Cyber beacons: The challenges of new technologies

Cyber beacons: The challenges of new technologies
Cyber beacons: The challenges of new technologies

Information isn't just leaking, it's being broadcast over Web 2.0 mediums, reports Deb Radcliff.

After learning its SecurID authentication product had been accessed by outsiders, security vendor RSA shut down certain social media traffic for several months in 2011 as investigators tracked the origin back to an email. Information gathered to target the recipient was provided freely over social networking sites, what Branden Williams (left), RSA's CTO of marketing, calls “big data mining” by organized bad guys.

“When I look to where the workforce is beaconing sensitive information to criminals and malware, I look to places like Twitter and LinkedIn,” says Williams. “We're living in a world where our entire emerging workforce has grown up online and has been engineered to overshare. Big data miners have taken notice.”

Not only are employees (current and former), partners and contractors beaconing information that can be used in targeted attacks, they also spread product and other intellectual property (IP) over these and many other mediums, such as their online résumés, in blogs, email, Skype, instant and SMS messaging, through misconfigured systems, even search engines, say experts.

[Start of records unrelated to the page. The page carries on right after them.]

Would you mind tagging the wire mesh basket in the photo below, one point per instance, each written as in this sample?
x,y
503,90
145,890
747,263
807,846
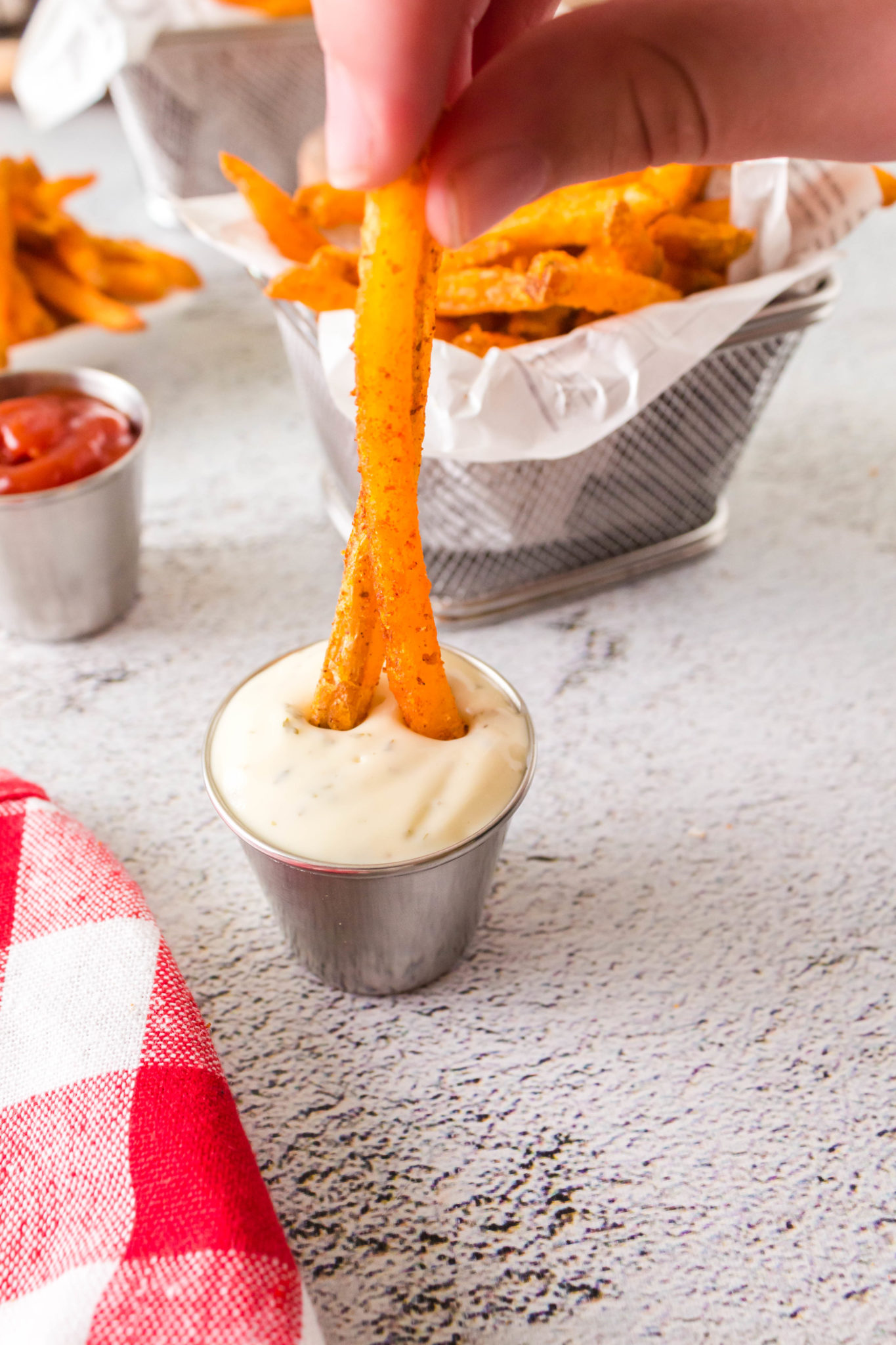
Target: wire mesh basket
x,y
501,536
255,91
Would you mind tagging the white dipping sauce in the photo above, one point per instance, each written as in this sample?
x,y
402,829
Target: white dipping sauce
x,y
375,794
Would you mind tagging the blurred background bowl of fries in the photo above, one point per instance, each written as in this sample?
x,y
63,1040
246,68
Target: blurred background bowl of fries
x,y
501,535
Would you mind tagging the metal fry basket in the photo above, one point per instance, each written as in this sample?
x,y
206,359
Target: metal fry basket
x,y
501,536
255,91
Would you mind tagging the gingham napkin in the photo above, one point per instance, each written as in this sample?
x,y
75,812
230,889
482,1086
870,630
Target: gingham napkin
x,y
131,1204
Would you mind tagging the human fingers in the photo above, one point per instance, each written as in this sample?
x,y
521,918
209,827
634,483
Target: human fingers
x,y
618,87
503,22
391,66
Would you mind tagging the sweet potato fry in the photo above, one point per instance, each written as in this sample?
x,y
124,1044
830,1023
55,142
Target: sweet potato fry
x,y
49,195
540,324
78,254
677,185
393,347
480,343
482,252
177,272
568,217
133,282
689,241
75,296
716,211
626,244
602,290
356,646
28,318
277,9
481,290
887,186
7,261
692,280
327,282
330,208
286,223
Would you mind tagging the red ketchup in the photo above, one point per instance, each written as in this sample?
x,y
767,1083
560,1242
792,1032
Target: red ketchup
x,y
53,439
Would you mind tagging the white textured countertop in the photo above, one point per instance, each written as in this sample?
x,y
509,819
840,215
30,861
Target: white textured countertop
x,y
656,1101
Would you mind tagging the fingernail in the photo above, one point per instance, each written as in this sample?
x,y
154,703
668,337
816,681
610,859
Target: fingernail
x,y
486,188
349,129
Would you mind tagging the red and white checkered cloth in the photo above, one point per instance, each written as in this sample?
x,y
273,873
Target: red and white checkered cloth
x,y
131,1204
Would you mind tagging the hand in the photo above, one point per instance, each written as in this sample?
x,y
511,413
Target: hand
x,y
535,105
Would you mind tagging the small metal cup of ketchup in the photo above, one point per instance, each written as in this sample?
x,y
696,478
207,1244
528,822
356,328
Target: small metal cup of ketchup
x,y
70,491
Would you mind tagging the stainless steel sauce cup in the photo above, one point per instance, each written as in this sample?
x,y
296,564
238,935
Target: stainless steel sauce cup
x,y
69,556
378,930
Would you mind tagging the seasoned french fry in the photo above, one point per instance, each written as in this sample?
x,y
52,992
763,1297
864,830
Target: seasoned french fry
x,y
330,206
628,244
677,185
692,280
133,282
481,290
79,254
327,282
482,252
568,217
7,261
356,646
75,296
286,223
277,9
49,195
689,241
887,186
393,346
716,211
480,343
559,278
28,318
539,326
177,271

Unfortunately, data governance and protections are lacking across most of these channels and mediums. According to an October 2011 survey conducted by the Association of Image and Information Management (AIIM), 65 percent of respondents who had Web 2.0 collaborative environments lacked such controls.

“It used to be that all forms of public communication had to go through sign-off,” says Doug Miles (right), director of market intelligence for AIIM. “Social media, on the other hand, is all about openness and sharing. With one click, the user bypasses all the old controls of brand management, public relations and other approvals, and they're posting who knows what about their organizations.”

Most professionals assigned blogging, Twitter and other communications on behalf of their companies usually go through these checkpoints. Like Williams, they also attend brand/data protection and security training. Since the SecurID breach, RSA has strengthened the social media components in every employee's information security training.